Investigadores que utilizavam dados da Global Fishing Watch especificaram, pela primeira vez, que a África Ocidental se encontra entre os focos mundiais da prática de desligar os AIS. A região é essencialmente alvo de frotas de pesca em águas longínquas da China, a maior do mundo.
O estudo, que rastreou desligamentos de AIS entre 2017 e 2019, demonstrou que até 6% da pesca a nível global é escondida devido à esta prática. A África Ocidental representou o terceiro maior número de horas em que os AIS ficaram desligados, durante o estudo, seguida apenas pelo noroeste do Pacífico e da costa da Argentina. A prática é vulgarmente conhecida como “ficar desligado.”
“Esta é a primeira vez que o acto de desligar intencionalmente o AIS foi quantificado e mapeado numa escala global,” a autora do relatório, Heather Welch, ecologista espacial da Universidade de Califórnia Santa Cruz, disse ao jornal The Guardian. “Antes deste trabalho, não tínhamos uma compreensão da dimensão do problema do desligamento, onde ocorre, quem o faz e por que o faz.”
A pesca ilegal lesa o continente em cerca de 11,49 bilhões de dólares anualmente e as unidades populacionais de peixe de África encontram-se agora num declínio acentuado, levando à insegurança alimentar. A pesca ilegal está ligada a outros crimes marítimos, como a pirataria, o tráfico de órgãos humanos e contrabando de drogas e ameaça os meios de subsistência de aproximadamente 5,2 milhões de pessoas que trabalham nos locais de pesca de pequena escala do continente.
A África Ocidental, o epicentro do mundo da pesca ilegal, atrai 40% dos arrastões ilegais do mundo, de acordo com um relatório de 2022, feito pela Financial Transparency Coalition.
Os receptores de AIS têm sido utilizados desde 2008 e destinam-se a apoiar a navegação segura e evitar a colisão, transferindo automaticamente informação sobre uma embarcação para outros navios. Eles cada vez mais têm sido utilizados para a execução da legislação em matéria de pesca.
Apesar das consequências da pesca ilegal, muitos países da África Ocidental não exigem que as marcações de pesca utilizem os AIS, Peter Hammarstedt, director de campanhas da Sea Shepherd Global, que ajuda vários países da África Ocidental a combaterem a pesca ilegal, disse à ADF num e-mail.

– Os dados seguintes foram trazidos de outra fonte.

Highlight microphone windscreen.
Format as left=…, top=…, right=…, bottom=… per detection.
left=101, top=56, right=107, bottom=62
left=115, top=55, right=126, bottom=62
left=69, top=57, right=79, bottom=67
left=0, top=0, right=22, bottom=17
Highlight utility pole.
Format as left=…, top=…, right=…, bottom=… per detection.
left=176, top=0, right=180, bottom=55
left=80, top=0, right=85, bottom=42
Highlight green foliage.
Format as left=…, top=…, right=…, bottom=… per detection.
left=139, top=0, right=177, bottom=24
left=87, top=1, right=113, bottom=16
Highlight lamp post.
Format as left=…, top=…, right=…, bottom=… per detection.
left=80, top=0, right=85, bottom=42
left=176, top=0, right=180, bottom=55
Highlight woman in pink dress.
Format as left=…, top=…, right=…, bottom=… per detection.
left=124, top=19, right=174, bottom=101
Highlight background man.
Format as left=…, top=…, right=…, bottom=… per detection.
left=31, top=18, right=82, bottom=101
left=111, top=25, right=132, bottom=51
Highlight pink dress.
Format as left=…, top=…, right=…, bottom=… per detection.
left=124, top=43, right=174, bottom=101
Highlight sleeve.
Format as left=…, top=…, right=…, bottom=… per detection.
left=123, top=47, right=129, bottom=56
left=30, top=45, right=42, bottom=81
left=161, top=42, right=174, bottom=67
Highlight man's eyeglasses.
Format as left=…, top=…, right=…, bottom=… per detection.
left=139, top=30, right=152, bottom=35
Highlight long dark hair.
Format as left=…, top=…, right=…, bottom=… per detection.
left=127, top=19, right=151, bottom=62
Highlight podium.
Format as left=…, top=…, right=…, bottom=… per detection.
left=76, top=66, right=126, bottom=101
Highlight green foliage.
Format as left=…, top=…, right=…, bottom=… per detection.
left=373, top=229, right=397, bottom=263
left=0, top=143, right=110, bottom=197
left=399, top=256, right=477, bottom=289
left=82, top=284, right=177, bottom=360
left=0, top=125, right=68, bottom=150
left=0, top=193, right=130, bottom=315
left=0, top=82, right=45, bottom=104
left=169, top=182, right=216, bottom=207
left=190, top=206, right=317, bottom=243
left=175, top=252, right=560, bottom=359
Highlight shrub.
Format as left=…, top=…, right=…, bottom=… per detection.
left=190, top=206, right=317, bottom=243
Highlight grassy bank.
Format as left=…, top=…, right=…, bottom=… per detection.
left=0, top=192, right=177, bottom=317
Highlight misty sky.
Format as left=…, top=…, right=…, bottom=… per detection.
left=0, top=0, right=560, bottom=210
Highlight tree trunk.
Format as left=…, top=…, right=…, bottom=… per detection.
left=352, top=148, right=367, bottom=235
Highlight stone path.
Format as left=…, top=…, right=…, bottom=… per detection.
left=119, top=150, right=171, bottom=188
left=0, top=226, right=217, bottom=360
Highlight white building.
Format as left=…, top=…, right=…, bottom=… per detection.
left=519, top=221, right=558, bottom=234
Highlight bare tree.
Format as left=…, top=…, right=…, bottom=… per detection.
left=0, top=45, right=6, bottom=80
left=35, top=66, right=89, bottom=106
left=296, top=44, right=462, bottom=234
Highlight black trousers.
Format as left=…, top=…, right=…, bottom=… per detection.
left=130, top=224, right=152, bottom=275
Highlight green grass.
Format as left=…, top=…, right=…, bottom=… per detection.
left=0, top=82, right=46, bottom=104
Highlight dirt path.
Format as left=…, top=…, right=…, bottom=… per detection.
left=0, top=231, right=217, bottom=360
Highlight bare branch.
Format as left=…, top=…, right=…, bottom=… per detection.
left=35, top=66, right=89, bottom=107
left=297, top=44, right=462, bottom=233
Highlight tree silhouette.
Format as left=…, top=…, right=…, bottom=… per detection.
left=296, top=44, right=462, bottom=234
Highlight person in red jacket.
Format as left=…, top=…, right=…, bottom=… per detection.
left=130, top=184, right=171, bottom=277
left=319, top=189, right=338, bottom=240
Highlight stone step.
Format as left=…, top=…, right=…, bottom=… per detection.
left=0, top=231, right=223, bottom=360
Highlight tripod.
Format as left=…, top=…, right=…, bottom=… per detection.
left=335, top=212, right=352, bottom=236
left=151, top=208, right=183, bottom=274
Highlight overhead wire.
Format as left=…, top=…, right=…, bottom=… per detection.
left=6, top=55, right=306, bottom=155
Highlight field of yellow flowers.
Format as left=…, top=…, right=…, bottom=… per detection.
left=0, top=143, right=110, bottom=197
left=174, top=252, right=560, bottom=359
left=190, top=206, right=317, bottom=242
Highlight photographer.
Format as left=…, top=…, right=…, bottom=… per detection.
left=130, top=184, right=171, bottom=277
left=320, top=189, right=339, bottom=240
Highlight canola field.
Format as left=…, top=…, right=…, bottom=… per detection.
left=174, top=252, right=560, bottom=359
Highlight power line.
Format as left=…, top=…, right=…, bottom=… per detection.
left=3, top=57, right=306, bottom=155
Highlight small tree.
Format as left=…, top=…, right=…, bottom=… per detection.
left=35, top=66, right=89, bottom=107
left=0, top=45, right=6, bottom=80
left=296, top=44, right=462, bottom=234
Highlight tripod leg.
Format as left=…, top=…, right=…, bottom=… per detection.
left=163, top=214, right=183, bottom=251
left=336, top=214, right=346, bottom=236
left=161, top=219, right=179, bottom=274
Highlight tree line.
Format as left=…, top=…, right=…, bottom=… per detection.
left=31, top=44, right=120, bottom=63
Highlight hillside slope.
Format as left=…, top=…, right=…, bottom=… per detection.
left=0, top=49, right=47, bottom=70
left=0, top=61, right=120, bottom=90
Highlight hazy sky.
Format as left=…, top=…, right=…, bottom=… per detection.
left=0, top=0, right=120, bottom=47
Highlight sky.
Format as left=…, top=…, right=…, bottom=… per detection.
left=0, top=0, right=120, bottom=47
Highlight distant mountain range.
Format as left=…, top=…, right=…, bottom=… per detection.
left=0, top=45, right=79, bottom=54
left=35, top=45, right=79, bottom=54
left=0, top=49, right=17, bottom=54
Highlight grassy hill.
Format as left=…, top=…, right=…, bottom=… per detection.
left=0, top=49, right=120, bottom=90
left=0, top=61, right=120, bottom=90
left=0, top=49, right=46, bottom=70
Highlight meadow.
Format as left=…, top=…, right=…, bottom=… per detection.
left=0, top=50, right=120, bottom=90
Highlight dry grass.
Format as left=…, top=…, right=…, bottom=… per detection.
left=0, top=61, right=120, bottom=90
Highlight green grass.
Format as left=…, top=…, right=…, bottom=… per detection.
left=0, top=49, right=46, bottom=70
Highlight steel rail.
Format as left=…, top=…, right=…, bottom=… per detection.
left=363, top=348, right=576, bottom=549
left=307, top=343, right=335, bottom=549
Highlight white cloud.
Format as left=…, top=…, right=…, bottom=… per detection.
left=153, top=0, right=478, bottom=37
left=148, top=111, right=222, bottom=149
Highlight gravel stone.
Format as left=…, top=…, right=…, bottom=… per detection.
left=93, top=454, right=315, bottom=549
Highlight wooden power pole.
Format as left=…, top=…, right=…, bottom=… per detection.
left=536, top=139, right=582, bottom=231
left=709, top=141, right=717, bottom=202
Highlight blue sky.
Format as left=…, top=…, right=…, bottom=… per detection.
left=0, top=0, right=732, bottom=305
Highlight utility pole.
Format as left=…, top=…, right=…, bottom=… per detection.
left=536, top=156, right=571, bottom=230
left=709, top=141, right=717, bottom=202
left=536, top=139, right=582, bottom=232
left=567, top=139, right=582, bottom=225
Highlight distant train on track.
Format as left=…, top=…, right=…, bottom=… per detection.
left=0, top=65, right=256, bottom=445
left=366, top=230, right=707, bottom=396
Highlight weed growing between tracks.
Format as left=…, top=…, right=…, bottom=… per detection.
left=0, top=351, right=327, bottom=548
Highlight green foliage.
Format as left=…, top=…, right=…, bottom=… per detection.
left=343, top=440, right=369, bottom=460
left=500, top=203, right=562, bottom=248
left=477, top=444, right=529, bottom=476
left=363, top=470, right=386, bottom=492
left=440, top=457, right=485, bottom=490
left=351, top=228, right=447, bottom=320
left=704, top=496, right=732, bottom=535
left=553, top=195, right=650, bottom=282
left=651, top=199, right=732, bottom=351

Menos de 20% dos arrastões chineses da região utilizam os sistemas AIS, acrescentou Hammarstedt.
A maior parte dos desligamentos de AIS destacados no relatório ocorreu próximo da zona económica exclusiva do respectivo país e próximo das zonas marinhas protegidas.
“Enquanto a África Ocidental sofre perdas económicas anuais de até 2,3 bilhões de dólares por causa da pesca ilegal, incluindo incursões autorizadas de frotas industriais nas águas nacionais, o desligamento de AIS que reduz as capacidades de monitoria nesta região é particularmente alarmante,” afirma o relatório.
Embora desligar um sinal de AIS não seja um crime em todas as regiões, a Global Fishing Watch e outros especialistas de segurança marítima afirmam que, muitas vezes, é uma boa indicação de que a embarcação esteja a esconder as suas actividades, incluindo a “saiko,” o transbordo ilegal de peixe no mar.
A saiko envolve a transferência da captura de um arrastão para uma canoa de grande dimensão capaz de transportar cerca de 450 vezes mais peixe do que uma canoa artesanal de pesca. Em 2017, a saiko retirou 100.000 toneladas de peixe somente das águas do Gana, lesando aquele país em milhares de dólares de receitas, de acordo com a Fundação para a Justiça Ambiental.